Similar to 2033, expect to keep a look out for additional gas filters, as an indicator located on Artyom’s wrist counts down the allowable time of the filter strapped on. Without it, death is imminent.
As I progressed, turning off all light sources and drawing the enemies towards me for a quick stealth kill strongly became my preference; and that’s only one of the options Last Light allows you to proceed. Deciding to attack the enemy head on or carefully lure them in, both methods are quite solid. Just note that once you’re spotted back up in called in, which at times are heavy armored soldiers that will require precision on your part.
Expect to run across Spartas, the Reichs and Communists throughout that will aide and attempt to kill you, depending on their motives. I enjoyed certain areas in the campaign where I had moments to simply be a spectator and enjoy areas of underground Moscow. Most notable example would have to be when Artyom has the choice of focusing on going home or taking a breather and enjoy a theater show. Moments like these shows that 4A Games genuinely wanted gamers to not just play but embrace the good and trying times of the post-apocalyptic setting.
Metro Last Light slowly drew me in, which I was more than appreciative of. When delving into FPS, the strongest replay factor is the multiplayer aspect. But in M:LL, Artyom character drives the gameplay and is far beyond captivating.
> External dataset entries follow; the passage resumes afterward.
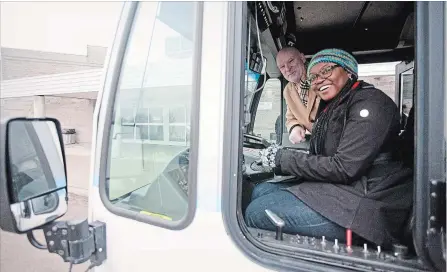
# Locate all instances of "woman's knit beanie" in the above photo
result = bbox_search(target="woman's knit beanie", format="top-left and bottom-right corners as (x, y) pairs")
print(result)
(307, 48), (358, 78)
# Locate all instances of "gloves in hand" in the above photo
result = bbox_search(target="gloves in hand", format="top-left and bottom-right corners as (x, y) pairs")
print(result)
(259, 143), (282, 168)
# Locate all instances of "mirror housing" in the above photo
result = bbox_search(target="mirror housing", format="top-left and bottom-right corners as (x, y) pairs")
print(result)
(0, 117), (68, 234)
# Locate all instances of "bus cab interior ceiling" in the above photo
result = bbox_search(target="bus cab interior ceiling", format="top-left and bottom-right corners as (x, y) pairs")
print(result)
(249, 1), (415, 65)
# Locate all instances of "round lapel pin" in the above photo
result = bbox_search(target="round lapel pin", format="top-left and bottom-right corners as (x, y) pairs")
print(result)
(360, 109), (369, 117)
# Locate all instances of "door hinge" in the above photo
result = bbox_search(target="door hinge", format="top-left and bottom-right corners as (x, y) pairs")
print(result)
(428, 179), (446, 234)
(426, 179), (446, 272)
(42, 219), (107, 267)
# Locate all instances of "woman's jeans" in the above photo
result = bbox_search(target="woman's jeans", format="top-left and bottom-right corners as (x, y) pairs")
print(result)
(245, 182), (346, 241)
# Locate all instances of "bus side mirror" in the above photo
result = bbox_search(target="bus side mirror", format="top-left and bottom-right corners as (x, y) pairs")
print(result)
(0, 118), (68, 234)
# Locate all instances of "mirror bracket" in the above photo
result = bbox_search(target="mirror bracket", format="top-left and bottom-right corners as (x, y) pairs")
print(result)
(39, 219), (107, 268)
(27, 231), (47, 249)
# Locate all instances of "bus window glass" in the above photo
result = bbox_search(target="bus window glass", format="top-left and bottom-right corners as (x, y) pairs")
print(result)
(106, 2), (197, 222)
(400, 68), (414, 120)
(252, 79), (282, 143)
One issue that I encountered twice throughout gameplay was my system (XBOX 360) freezing. While shooting a swarm of mutants at one time, the game completely locked up on me. It did again at another key moment of the game as well (no spoilers).
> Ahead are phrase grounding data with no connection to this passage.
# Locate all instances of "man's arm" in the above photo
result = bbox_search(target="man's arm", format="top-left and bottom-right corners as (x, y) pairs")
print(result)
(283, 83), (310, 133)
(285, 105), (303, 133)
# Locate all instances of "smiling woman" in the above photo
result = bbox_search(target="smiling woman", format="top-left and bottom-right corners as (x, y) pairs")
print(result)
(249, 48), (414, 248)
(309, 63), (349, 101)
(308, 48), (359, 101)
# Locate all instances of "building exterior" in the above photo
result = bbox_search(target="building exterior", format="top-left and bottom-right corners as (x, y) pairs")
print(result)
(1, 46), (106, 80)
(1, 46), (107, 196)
Last Light looks amazing. Despite a few tears in the map or a minor glitches may cause an enemy to lock up (happened once), the mechanics are fluid and enticing. The game does an exceptional job of creating the dark, gloomy lifestyle that comes from losing everything and surviving with anything left.
Even with everyone around you having plenty to say, Artyom never says a word. Even through interrogation, his lips are sealed. During transitions on the other hand, Artyom briefly shares his thoughts before delving further into the campaign.
Metro Last Light overall experience is nothing less than extraordinary. The story build, survival and shooting aspects are all unforeseen, but the delivery is astonishing. It’s a shooter that’s NOT a replication of Call of Duty but mirrors its own previous success. Unquestionably a triumph for both 4A Games and Deep Silver.